Paul Curnow is one of Australia’s leading renewable energy lawyers, who moved his practice to Ashurst this year. For a long time, he says he was a big believer in the “top-down” model of environmental protection that started in the United Nations. However, the lack of clear climate change policy in Australia over the years means most local change has come from corporate action and economics.

“The economics of renewables is really starting to speak for itself,” he tells LSJ. “Technical advances are lowering costs and in many parts of the world corporates are ahead of government policy. That doesn’t diminish the importance of laws, but as corporates become clear on what they need to do that’s driving change. Ideally, you’d want a clearer framework, but that doesn’t stop the market from moving ahead.”

When the law does eventually catch up, Curnow says there will be a “reckoning”. It’s important for every company to harness social licence and bring consumers along for the journey, however, he warns that using climate claims to sell products and services comes with risk. Europe is a key example. In November 2020, the European Commission adopted the EU Climate Action Progress Report which tracks the progress made by member states as they work towards climate neutrality by 2050.

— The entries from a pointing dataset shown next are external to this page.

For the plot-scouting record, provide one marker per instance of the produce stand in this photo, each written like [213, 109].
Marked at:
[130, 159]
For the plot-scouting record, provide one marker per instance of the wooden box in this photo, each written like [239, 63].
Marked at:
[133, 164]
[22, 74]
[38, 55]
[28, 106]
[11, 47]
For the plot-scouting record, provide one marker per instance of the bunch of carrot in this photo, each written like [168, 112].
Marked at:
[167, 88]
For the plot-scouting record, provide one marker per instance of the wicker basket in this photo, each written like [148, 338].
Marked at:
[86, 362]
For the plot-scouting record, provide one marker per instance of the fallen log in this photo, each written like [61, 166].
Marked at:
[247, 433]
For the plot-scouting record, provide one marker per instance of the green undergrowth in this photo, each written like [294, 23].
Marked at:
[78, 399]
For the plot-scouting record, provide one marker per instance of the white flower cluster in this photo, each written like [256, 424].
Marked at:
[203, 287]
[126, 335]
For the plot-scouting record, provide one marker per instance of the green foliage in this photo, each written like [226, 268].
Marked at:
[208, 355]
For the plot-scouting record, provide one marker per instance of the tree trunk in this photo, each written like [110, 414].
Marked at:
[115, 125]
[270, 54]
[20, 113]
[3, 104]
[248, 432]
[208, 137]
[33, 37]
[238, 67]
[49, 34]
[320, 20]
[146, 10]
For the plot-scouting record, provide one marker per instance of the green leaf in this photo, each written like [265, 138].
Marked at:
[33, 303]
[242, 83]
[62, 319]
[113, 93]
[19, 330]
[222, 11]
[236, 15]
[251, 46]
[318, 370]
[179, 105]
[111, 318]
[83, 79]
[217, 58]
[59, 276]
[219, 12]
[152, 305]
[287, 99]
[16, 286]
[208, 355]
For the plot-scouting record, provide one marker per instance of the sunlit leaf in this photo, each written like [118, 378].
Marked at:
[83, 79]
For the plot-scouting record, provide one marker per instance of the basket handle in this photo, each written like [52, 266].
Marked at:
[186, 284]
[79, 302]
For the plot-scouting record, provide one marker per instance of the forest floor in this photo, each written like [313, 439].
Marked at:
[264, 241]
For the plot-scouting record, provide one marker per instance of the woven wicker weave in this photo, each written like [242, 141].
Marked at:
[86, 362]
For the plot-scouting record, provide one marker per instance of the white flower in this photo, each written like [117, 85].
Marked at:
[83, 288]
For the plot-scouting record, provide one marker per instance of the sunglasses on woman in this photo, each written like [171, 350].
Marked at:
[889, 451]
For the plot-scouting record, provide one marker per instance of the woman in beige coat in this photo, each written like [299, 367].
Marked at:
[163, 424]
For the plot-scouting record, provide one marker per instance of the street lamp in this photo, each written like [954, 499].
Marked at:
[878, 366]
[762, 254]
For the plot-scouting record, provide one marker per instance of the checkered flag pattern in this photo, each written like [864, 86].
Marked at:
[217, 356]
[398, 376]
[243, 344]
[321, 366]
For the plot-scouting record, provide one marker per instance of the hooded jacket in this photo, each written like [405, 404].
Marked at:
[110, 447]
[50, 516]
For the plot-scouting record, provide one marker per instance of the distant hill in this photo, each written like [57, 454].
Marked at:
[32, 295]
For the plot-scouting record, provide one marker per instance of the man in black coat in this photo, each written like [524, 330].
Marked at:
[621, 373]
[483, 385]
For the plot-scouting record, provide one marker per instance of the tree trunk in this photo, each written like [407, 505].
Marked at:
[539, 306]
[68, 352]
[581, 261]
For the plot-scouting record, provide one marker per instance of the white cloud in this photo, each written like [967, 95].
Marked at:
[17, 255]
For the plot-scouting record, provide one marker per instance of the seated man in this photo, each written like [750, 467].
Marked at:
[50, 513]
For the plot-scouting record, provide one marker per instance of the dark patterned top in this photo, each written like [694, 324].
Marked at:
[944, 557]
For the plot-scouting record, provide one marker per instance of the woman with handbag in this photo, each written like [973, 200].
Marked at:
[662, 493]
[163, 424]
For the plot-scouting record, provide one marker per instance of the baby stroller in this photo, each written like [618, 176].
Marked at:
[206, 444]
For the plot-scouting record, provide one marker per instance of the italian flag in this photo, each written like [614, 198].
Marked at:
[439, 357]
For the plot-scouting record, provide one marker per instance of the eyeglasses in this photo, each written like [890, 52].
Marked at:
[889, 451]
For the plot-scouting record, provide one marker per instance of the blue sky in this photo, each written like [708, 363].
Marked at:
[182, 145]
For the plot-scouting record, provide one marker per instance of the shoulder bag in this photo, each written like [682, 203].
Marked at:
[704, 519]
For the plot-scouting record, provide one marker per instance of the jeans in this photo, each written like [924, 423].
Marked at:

“The bar is getting higher. Investors and shareholders will be able to use the EU Sustainability Taxonomy reporting to substantiate sustainability and climate change, so the only way for companies to meet expectations will be to change investment decisions,” he says. “There are a lot of big ideas in this space – battery storage, electric vehicles and hydrogen are among them. That’s going to be a wholesale rewrite of the energy system … That’s the only way we’re going to
achieve net zero, through massive change. We’re just at the beginning.”